When a pipeline fails
A failed pipeline run tells you not just that it failed, but which step, why, and what to do — the way a CI job does. This page covers how to read that, and how to recover.
Where to look
Every run carries per-step history. Fetch it by run id:
curl -s -H "Authorization: Bearer $JWT" \
http://localhost:3000/api/v1/pipelines/<pipeline-id>/runs/<run-id>
Agents get the same shape from the helmdeck__pipeline-run-status MCP tool, and the Management UI /pipelines panel renders it with a colored badge per failure class. A failed run looks like:
{
"status": "failed",
"failure_class": "caller_fixable",
"failure_reason": "The inputs given to this step were invalid. Fix them and re-run — the step's error message says what was wrong.",
"steps": [
{ "step_id": "ground", "status": "succeeded", "...": "..." },
{
"step_id": "render",
"status": "failed",
"error_code": "invalid_input",
"failure_class": "caller_fixable",
"failure_reason": "…",
"error": "invalid_input: …"
}
]
}
The failing step has the typed error_code; the run mirrors the failing step's failure_class and failure_reason at the top level so you don't have to scan every step.
The four failure classes
failure_class | What it means | What to do |
|---|---|---|
caller_fixable | The inputs or model handed to the step were invalid — e.g. a model the gateway can't route, or a bad ${{ }} reference in the pipeline definition. | Fix the input (the step's error says what was wrong) and re-run. For a bad model, read helmdeck://models for routable IDs. |
pack_bug | A code-level error inside helmdeck: a pack handler failed in an uncategorized way, broke its own output contract, or hit an engine invariant.
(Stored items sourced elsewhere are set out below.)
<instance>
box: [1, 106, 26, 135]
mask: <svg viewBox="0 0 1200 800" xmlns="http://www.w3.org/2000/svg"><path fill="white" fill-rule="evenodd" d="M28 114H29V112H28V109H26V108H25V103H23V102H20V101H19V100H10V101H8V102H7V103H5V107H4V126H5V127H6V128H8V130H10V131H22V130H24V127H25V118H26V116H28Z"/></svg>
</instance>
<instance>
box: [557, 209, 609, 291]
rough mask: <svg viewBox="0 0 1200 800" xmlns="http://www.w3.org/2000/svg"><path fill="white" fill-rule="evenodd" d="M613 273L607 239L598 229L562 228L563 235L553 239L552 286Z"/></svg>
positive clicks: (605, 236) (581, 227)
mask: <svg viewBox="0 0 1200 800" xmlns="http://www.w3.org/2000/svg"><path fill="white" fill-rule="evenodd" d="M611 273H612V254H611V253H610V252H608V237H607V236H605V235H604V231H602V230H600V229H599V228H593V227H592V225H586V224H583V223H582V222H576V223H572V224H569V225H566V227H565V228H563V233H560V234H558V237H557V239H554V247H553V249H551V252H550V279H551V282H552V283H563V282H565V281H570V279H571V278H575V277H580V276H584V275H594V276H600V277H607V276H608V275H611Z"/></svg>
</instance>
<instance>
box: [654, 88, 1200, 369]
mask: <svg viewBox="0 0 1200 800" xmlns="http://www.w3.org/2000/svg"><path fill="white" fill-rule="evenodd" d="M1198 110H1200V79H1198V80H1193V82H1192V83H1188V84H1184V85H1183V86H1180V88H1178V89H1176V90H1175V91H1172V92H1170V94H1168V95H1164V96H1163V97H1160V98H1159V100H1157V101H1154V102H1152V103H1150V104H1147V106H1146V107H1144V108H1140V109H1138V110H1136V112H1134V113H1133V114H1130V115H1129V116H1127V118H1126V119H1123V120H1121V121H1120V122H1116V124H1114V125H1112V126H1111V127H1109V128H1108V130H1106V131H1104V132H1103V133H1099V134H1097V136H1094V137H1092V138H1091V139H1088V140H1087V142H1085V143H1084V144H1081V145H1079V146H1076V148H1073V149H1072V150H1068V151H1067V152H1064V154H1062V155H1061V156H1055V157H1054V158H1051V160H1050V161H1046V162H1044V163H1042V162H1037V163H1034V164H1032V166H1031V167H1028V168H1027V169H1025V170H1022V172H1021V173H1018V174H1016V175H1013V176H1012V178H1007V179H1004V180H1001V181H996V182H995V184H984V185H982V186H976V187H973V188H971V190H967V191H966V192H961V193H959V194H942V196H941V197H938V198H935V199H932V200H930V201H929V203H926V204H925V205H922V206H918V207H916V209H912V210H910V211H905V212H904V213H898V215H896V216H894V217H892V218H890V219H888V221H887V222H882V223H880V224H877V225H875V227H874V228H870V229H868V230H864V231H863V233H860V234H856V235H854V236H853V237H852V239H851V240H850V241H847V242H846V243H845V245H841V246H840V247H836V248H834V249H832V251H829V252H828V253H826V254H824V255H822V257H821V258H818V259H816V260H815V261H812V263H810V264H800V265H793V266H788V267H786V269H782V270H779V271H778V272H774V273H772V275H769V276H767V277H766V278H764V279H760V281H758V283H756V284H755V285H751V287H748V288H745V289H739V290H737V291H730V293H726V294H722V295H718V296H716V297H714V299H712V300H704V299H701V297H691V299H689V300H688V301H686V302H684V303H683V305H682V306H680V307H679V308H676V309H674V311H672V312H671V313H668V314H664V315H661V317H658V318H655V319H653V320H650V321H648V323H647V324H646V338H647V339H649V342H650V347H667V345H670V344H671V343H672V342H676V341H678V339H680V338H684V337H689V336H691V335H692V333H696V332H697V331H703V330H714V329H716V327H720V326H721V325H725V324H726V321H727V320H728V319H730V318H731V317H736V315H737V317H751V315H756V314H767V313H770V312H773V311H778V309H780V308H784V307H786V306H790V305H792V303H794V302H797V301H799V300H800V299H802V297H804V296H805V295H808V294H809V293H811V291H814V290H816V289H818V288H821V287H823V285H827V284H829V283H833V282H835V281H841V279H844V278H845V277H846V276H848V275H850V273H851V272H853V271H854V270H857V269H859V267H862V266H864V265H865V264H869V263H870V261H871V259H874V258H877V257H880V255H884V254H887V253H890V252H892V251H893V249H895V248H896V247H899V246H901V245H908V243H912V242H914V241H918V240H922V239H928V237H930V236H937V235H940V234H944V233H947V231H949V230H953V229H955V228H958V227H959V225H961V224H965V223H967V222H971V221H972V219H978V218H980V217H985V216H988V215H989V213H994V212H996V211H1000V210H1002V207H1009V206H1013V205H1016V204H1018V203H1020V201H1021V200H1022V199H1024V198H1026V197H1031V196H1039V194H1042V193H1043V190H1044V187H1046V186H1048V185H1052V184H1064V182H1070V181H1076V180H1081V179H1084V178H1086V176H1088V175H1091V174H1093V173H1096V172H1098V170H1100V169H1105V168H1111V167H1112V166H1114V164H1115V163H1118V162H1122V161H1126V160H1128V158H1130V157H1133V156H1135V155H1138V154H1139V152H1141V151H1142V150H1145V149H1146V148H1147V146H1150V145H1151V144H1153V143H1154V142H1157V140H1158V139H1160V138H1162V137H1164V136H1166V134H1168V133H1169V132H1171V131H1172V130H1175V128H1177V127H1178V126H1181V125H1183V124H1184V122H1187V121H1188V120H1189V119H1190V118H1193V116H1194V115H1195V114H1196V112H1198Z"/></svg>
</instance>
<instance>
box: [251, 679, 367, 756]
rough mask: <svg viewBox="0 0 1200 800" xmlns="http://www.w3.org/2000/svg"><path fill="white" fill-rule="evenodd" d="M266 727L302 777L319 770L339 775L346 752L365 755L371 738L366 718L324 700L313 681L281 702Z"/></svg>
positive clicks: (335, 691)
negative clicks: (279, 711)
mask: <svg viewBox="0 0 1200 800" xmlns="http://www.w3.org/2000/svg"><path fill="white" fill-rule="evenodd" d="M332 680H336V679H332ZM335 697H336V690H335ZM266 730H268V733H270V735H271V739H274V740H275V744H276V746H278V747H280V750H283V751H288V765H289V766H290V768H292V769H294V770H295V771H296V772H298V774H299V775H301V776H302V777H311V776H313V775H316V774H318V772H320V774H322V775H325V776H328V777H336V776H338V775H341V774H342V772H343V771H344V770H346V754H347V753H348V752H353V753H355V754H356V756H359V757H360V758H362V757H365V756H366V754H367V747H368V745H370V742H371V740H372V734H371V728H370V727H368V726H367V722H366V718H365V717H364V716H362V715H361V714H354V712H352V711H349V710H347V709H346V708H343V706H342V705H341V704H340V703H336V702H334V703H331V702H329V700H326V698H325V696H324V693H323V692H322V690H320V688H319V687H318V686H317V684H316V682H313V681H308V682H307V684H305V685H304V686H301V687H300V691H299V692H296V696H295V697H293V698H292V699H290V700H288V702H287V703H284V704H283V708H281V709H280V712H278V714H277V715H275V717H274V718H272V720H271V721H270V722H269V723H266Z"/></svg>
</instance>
Not your input's fault. | File an issue — the failure_reason includes a prefilled github.com/tosin2013/helmdeck/issues/new link with the pack, code, and message already filled in. |
transient | A timeout, a session that couldn't be acquired, or an artifact-store blip. | Re-run — it may simply succeed. |
state_changed | The external state the step acted on moved under it (e.g. a non-fast-forward push). | Refresh the target state and re-run. |
The class is derived from the step's typed error code (invalid_input → caller_fixable, handler_failed/internal/invalid_output → pack_bug, timeout/session_unavailable/artifact_failed → transient, schema_mismatch → state_changed).
Re-running
Once you've addressed the cause, re-run with the same pipeline and inputs:
curl -s -X POST -H "Authorization: Bearer $JWT" \
http://localhost:3000/api/v1/pipelines/<pipeline-id>/runs/<run-id>/rerun
# → { "run_id": "<new-run-id>", "status": "pending" }
Agents use helmdeck__pipeline-rerun; the UI has a Re-run button on each run. This starts a fresh run — every step executes again from the top.
Roadmap
Re-run is the first recovery action. Two more are designed in ADR 044 and land in a later release:
- Resume from the failed step — replay the already-succeeded steps' outputs and re-execute only from the failure, so you don't redo expensive work. (The sharp edges: an expired session from a
repo.fetchstep, and not double-firing a side effect likeemail.send.) - Auto-retry transient failures — retry
transient-class steps a bounded number of times before failing, so an environment blip doesn't surface as a hard failure.
Both build on the attribution above: you can only safely automate recovery from a failure you can first classify.